楓は酒を飲みながらこの空間に違和感を感じていた。
正午までは何とか持ちこたえた天気も、夕方からは土砂降りの雨となった。
そんなことは全く関係ないというように馬鹿騒ぎをしている店が一軒だけあった。
島原の料亭、『角屋』である。
本日は店を丸ごと貸しきって新撰組の祝賀会が行われているのだ。
百名近くいる隊士がこの一時だけは職務を忘れて一斉に酒を飲む。
ただで済むはずがない。
「かーえーでーちゃんっ」
宴会が始まって小一時間。
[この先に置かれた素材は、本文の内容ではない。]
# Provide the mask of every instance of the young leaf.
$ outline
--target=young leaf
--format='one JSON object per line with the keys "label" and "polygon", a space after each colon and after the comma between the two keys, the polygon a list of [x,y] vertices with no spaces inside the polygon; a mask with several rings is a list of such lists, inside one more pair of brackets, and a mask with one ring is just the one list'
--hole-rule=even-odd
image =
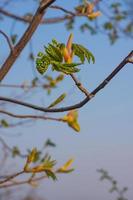
{"label": "young leaf", "polygon": [[63,93],[62,95],[60,95],[53,103],[51,103],[48,108],[52,108],[54,106],[56,106],[57,104],[59,104],[60,102],[62,102],[64,100],[64,98],[66,97],[66,93]]}
{"label": "young leaf", "polygon": [[93,56],[93,54],[84,46],[80,44],[73,44],[72,48],[73,48],[74,54],[80,58],[82,63],[84,63],[85,58],[87,59],[89,63],[91,60],[93,63],[95,62],[95,57]]}
{"label": "young leaf", "polygon": [[70,173],[70,172],[72,172],[74,170],[73,168],[70,169],[70,166],[72,165],[72,163],[73,163],[73,159],[68,160],[62,167],[60,167],[57,170],[57,172],[58,173]]}

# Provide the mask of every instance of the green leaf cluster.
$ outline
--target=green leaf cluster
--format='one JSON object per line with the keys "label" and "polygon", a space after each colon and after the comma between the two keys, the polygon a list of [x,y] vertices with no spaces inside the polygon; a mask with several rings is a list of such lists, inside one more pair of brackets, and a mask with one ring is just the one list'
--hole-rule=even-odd
{"label": "green leaf cluster", "polygon": [[65,44],[59,43],[55,39],[48,46],[44,46],[45,52],[39,52],[36,58],[37,71],[43,75],[48,67],[51,66],[52,70],[63,72],[64,74],[72,74],[80,71],[77,67],[83,64],[85,60],[89,63],[91,60],[93,63],[95,61],[93,54],[84,46],[72,44],[72,52],[79,58],[80,62],[66,63],[63,55],[64,48],[66,48]]}

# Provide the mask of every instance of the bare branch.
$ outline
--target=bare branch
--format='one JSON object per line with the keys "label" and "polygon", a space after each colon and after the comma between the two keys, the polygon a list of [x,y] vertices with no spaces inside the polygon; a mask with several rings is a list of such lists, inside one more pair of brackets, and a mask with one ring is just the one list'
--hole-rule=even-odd
{"label": "bare branch", "polygon": [[29,27],[25,31],[24,35],[21,37],[20,41],[14,46],[13,52],[8,56],[5,63],[0,69],[0,81],[4,79],[8,71],[11,69],[13,63],[16,61],[28,41],[31,39],[32,35],[34,34],[35,30],[37,29],[38,25],[40,24],[42,17],[44,15],[45,9],[54,2],[55,0],[46,0],[43,1],[42,4],[37,9]]}
{"label": "bare branch", "polygon": [[5,39],[6,39],[7,43],[8,43],[8,46],[9,46],[11,52],[12,52],[12,51],[13,51],[13,45],[12,45],[12,43],[11,43],[9,37],[8,37],[7,34],[4,33],[2,30],[0,30],[0,33],[5,37]]}
{"label": "bare branch", "polygon": [[62,121],[61,118],[55,118],[55,117],[47,117],[42,115],[17,115],[11,112],[7,112],[5,110],[0,110],[0,113],[8,115],[10,117],[19,118],[19,119],[42,119],[42,120],[52,120],[52,121]]}
{"label": "bare branch", "polygon": [[19,101],[19,100],[16,100],[16,99],[11,99],[11,98],[2,97],[2,96],[0,96],[0,100],[15,103],[15,104],[25,106],[25,107],[28,107],[28,108],[32,108],[32,109],[35,109],[35,110],[38,110],[38,111],[41,111],[41,112],[49,112],[49,113],[50,112],[65,112],[65,111],[68,111],[68,110],[81,108],[88,101],[90,101],[92,99],[92,96],[95,96],[101,89],[103,89],[127,63],[130,63],[129,59],[131,59],[132,56],[133,56],[133,51],[131,51],[129,53],[129,55],[127,57],[125,57],[122,60],[122,62],[112,71],[112,73],[90,93],[91,96],[86,97],[83,101],[81,101],[81,102],[79,102],[75,105],[68,106],[68,107],[62,107],[62,108],[49,109],[49,108],[44,108],[44,107],[41,107],[41,106],[37,106],[37,105],[34,105],[34,104],[30,104],[30,103],[26,103],[26,102],[22,102],[22,101]]}
{"label": "bare branch", "polygon": [[91,94],[89,93],[89,91],[87,91],[83,87],[82,83],[79,80],[77,80],[76,76],[74,74],[70,74],[70,76],[72,77],[73,81],[75,82],[75,85],[79,88],[79,90],[83,92],[87,97],[91,98]]}

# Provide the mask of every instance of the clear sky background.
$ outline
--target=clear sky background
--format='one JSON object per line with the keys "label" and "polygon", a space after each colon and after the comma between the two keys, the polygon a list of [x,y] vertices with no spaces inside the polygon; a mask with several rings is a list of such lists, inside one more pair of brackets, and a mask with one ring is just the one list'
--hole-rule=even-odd
{"label": "clear sky background", "polygon": [[[16,1],[14,1],[16,2]],[[29,3],[27,3],[29,2]],[[30,1],[21,1],[11,4],[12,12],[23,14],[26,10],[34,11],[36,4],[31,6]],[[57,0],[56,4],[66,8],[71,8],[77,0]],[[25,3],[25,5],[24,5]],[[7,7],[7,10],[10,10]],[[56,15],[58,13],[56,12]],[[52,11],[47,16],[53,16]],[[54,15],[55,16],[55,15]],[[78,29],[81,21],[77,20],[74,33],[74,42],[81,43],[90,49],[96,58],[96,63],[86,64],[78,74],[79,79],[89,90],[94,89],[117,64],[132,50],[132,41],[122,38],[116,44],[110,46],[104,35],[91,36],[88,32],[81,33]],[[12,28],[11,20],[6,19],[0,23],[0,29],[10,34]],[[14,30],[23,34],[26,26],[18,24]],[[51,41],[52,38],[64,42],[70,32],[66,31],[64,24],[40,26],[34,34],[33,50],[37,54],[43,49],[43,45]],[[1,63],[8,54],[8,47],[5,41],[1,40]],[[27,46],[20,58],[14,64],[4,80],[4,83],[22,83],[24,80],[31,80],[34,76],[33,68],[27,60],[29,47]],[[120,186],[127,186],[128,200],[133,197],[133,69],[131,64],[127,65],[96,97],[86,106],[79,110],[79,122],[81,132],[76,133],[67,125],[57,122],[40,121],[34,126],[24,126],[7,130],[13,133],[13,137],[5,134],[4,139],[12,146],[18,144],[22,150],[32,147],[41,148],[45,139],[51,138],[57,144],[57,148],[50,149],[54,158],[63,164],[68,158],[73,157],[75,171],[70,175],[61,175],[59,180],[53,183],[46,180],[40,184],[37,191],[48,200],[113,200],[115,195],[109,194],[110,185],[107,182],[100,182],[100,175],[97,169],[104,168],[114,176]],[[38,75],[39,76],[39,75]],[[41,77],[40,77],[41,79]],[[65,78],[64,84],[58,90],[53,91],[48,97],[38,92],[34,99],[31,97],[24,99],[34,103],[47,105],[52,99],[62,92],[68,92],[65,105],[79,102],[83,95],[72,85],[69,77]],[[1,93],[10,96],[16,93],[14,90],[2,90]],[[30,113],[31,110],[9,106],[10,111]],[[62,114],[61,114],[62,115]],[[58,115],[55,115],[58,116]],[[60,116],[60,114],[59,114]],[[14,133],[23,133],[15,137]],[[3,135],[2,135],[3,136]],[[30,187],[29,187],[30,189]],[[22,190],[18,188],[18,190]]]}

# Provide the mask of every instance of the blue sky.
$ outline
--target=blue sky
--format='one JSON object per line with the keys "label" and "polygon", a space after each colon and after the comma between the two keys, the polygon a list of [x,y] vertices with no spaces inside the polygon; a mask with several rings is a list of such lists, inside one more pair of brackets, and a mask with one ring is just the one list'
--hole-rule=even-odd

盛り上がる隊士たちの輪から離れ、格子窓を背もたれに一人酒を楽しんでいた楓に酔っ払った藤堂が絡んできた。
「なんやねんそのキモイ話し方」
明らかに絡むなという雰囲気を漂わせつつ、楓はお猪口を口元に運ぶ。
「でへへ〜!そんな冷たくしないでよ〜ン!!」
頬を真っ赤にしてフラフラと近づいてくる藤堂。
――ドサッ
「!!!?」
「う〜ん。温かいな〜。俺このまま寝れる自信あるわ」
いきなりのことに楓はまず何をしたらいいか考えられずにいた。